Monday, September 03, 2007

Back to school

I first met "Sarah" (age 12) last fall when her family moved into the building down the street. This summer we continued our acquaintance and found that we "click" (said her mom). I've since discovered Estee's comment: I agree that a mentor is not something you "get" artificially. I'm not Sarah's mentor in a formal sense, though this is something her family mentioned and we discussed.

In the rush to function in the "adult" world often I forget about the kids. Not because we don't get along (we always have) and not because kids aren't everywhere in the autism arena, but because I have no current connection in the real world. That's now been corrected. I learned there are a lot of kids in the building at the end of the street. By now the toys I bought (because none of them had any) are well used, including a dozen or so jet balls that disappeared, one by one, into the ether.

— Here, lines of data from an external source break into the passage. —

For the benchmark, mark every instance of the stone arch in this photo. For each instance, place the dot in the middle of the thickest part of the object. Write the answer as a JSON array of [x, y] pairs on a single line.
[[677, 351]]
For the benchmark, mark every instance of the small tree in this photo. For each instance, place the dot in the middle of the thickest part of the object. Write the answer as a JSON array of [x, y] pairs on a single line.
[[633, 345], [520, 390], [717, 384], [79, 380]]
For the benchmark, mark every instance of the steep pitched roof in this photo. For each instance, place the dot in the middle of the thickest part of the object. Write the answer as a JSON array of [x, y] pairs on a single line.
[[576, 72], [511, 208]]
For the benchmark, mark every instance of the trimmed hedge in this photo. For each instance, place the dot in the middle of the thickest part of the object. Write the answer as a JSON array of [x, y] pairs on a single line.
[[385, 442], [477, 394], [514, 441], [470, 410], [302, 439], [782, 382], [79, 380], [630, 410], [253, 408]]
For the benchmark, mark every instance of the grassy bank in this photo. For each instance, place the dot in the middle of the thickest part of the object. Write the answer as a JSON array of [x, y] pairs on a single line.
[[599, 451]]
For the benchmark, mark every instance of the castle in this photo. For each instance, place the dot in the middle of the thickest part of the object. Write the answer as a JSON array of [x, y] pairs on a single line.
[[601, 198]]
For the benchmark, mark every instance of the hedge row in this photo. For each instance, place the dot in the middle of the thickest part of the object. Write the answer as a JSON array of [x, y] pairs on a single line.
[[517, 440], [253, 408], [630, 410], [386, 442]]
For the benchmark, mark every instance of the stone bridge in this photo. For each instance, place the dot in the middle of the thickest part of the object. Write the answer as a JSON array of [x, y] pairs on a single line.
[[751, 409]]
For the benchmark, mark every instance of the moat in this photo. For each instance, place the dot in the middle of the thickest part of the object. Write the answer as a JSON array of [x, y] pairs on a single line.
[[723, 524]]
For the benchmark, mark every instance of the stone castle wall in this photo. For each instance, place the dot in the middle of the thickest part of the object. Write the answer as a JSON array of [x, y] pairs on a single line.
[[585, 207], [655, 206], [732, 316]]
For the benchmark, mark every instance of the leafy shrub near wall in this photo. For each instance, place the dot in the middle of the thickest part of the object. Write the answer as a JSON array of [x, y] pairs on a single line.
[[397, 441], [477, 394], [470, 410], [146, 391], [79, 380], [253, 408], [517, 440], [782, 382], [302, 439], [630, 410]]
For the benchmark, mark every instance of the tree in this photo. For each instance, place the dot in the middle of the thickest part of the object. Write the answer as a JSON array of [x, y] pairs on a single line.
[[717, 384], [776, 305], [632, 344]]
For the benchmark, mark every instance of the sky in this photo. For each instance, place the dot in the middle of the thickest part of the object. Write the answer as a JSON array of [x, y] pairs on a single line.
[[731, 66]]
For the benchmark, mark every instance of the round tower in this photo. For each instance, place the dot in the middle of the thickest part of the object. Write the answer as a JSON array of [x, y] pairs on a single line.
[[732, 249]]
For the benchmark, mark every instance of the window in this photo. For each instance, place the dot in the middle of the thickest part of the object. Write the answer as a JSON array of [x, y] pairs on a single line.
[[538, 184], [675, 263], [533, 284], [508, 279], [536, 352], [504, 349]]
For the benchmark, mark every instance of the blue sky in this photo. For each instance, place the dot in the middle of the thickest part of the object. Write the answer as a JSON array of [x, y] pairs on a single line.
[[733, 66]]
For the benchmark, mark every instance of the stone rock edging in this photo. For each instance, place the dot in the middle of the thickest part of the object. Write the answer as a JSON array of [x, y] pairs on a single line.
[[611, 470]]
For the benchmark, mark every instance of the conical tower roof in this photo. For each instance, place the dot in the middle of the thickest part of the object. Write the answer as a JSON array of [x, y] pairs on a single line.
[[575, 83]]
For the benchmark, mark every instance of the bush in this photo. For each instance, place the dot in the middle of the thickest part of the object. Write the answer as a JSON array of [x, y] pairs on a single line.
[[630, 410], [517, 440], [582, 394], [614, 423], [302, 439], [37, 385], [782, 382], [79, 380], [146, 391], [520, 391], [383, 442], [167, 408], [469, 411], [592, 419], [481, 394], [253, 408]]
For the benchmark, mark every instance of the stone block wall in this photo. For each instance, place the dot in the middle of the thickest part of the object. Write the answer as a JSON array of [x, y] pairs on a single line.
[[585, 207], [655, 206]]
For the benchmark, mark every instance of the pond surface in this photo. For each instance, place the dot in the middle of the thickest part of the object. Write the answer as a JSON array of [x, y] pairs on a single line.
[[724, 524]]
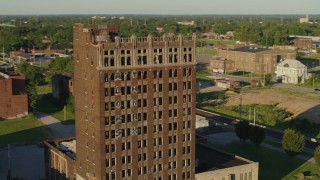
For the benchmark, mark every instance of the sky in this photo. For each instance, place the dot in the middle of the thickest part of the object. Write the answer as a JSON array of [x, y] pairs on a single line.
[[172, 7]]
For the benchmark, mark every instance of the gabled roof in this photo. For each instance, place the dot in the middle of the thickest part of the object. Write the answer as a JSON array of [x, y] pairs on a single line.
[[291, 63]]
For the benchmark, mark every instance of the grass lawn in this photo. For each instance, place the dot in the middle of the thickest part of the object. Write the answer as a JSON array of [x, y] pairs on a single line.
[[56, 109], [272, 164], [202, 75], [313, 96], [245, 74], [23, 130], [307, 169]]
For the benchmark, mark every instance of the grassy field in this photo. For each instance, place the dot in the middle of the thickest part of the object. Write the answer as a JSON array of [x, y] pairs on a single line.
[[56, 109], [245, 74], [202, 75], [23, 130], [307, 169], [272, 164]]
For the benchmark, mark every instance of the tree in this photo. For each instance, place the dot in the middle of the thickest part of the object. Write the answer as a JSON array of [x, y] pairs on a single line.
[[256, 135], [267, 79], [32, 96], [292, 142], [316, 156], [242, 130]]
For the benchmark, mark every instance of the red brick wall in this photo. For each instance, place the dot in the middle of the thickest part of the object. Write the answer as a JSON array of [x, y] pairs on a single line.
[[12, 105]]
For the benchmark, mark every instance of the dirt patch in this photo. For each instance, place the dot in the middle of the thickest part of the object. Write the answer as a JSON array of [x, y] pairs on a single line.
[[299, 106]]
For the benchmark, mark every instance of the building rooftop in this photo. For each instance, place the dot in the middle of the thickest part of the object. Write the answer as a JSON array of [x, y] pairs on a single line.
[[291, 63], [8, 74], [67, 146], [208, 159], [250, 49]]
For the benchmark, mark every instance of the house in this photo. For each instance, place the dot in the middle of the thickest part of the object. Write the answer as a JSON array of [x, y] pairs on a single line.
[[291, 71]]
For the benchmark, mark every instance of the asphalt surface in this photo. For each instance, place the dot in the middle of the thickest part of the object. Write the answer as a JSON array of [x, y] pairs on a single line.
[[269, 132]]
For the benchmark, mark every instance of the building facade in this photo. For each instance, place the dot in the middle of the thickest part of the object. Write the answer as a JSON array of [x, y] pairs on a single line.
[[134, 105], [291, 71], [13, 97], [250, 59]]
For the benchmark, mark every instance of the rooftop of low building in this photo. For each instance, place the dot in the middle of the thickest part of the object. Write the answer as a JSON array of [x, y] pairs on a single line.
[[250, 49], [209, 159], [67, 146]]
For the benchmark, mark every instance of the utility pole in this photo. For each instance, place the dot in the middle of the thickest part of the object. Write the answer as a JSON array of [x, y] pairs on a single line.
[[313, 81], [240, 105], [9, 164], [65, 113], [254, 116]]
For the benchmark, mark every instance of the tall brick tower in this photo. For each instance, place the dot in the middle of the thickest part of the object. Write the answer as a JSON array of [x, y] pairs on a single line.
[[134, 105]]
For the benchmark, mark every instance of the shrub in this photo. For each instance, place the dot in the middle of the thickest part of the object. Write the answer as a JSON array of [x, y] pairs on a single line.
[[317, 156], [242, 130], [256, 135], [292, 142]]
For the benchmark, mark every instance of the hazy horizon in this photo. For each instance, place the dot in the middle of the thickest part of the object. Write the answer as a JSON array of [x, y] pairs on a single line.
[[164, 7]]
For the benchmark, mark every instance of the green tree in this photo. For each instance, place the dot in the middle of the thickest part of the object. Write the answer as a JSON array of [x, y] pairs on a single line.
[[32, 96], [267, 79], [316, 156], [70, 103], [292, 142], [242, 130], [256, 135]]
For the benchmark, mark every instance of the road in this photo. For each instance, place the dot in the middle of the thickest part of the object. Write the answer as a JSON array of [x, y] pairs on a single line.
[[276, 134], [58, 129]]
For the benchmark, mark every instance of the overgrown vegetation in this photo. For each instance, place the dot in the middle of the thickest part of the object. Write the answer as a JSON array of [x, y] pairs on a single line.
[[22, 130], [292, 142], [267, 114]]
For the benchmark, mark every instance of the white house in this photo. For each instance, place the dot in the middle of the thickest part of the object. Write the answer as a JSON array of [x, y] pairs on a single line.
[[290, 70]]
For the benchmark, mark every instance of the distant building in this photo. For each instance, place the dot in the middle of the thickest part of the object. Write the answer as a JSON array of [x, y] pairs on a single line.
[[305, 42], [289, 71], [214, 164], [304, 20], [250, 59], [13, 97], [186, 23], [60, 159], [61, 85], [201, 122]]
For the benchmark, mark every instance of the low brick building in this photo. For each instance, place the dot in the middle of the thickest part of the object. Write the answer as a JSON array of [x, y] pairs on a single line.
[[250, 59], [60, 159], [13, 97]]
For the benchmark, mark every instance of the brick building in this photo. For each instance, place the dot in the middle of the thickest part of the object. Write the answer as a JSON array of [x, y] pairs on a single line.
[[250, 59], [60, 159], [134, 105], [13, 97]]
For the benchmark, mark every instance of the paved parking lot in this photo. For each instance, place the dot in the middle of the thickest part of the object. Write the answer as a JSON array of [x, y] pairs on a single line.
[[26, 161]]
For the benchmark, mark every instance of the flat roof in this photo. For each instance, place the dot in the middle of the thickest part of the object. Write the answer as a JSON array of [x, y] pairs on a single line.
[[209, 159], [67, 146], [250, 49]]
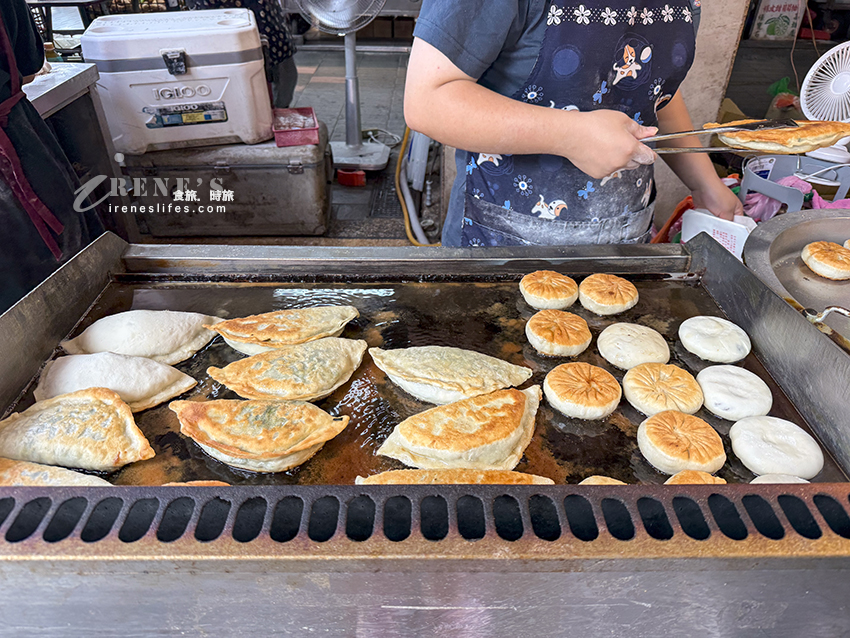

The adults joined in (frisbee, soccer) and I discovered that developmental disabilities are not uncommon, at least in this spontaneous assembly of neighbours. Unfortunately the majority in this group routinely use racist, homophobic, etc., comments, comments the kids repeat. I challenged the hateful remarks ("Did you just use the 'N' word?") but realized I'm only one within a local, self-reinforcing culture.

Sarah coined her own words, "bouncy baw" (jet ball), "freefree" (freezie), which were also contagious even among the adults, the same adults who before had mocked Sarah's language and 'stupidity'. When not beaten down and hanging her head, Sarah isn't stupid. She showed this many times, using 'adult' combinations of short sentences and head gestures - gestures more sophisticated than many I'd seen among the adults.

One visitor, a superintendent (with a wife and kids), described his continuing impulse control issues. An hour or so later he was unloading on Sarah for her impulsive behaviour. I thought he could have used their common difficulty to connect with Sarah, to say it's okay I struggle with that too and look, I grew up and I'm doing okay... he didn't. I explained to Sarah that he has the same issue and she immediately stopped crying and got a kind of "ohhhhh" look on her face.

The adults deny and the kids carry the burden.

Now they're going back to school and I wonder what my next step will be. Here are three things the kids (both disabled and not) refreshed for me:

1. All children should have a childhood.
2. Successful completion of a project is less important than the child's self-concept.
3. Parents (and mentors, educators, professionals) are important for two reasons (among many others): the good they can do, and the damage they can do.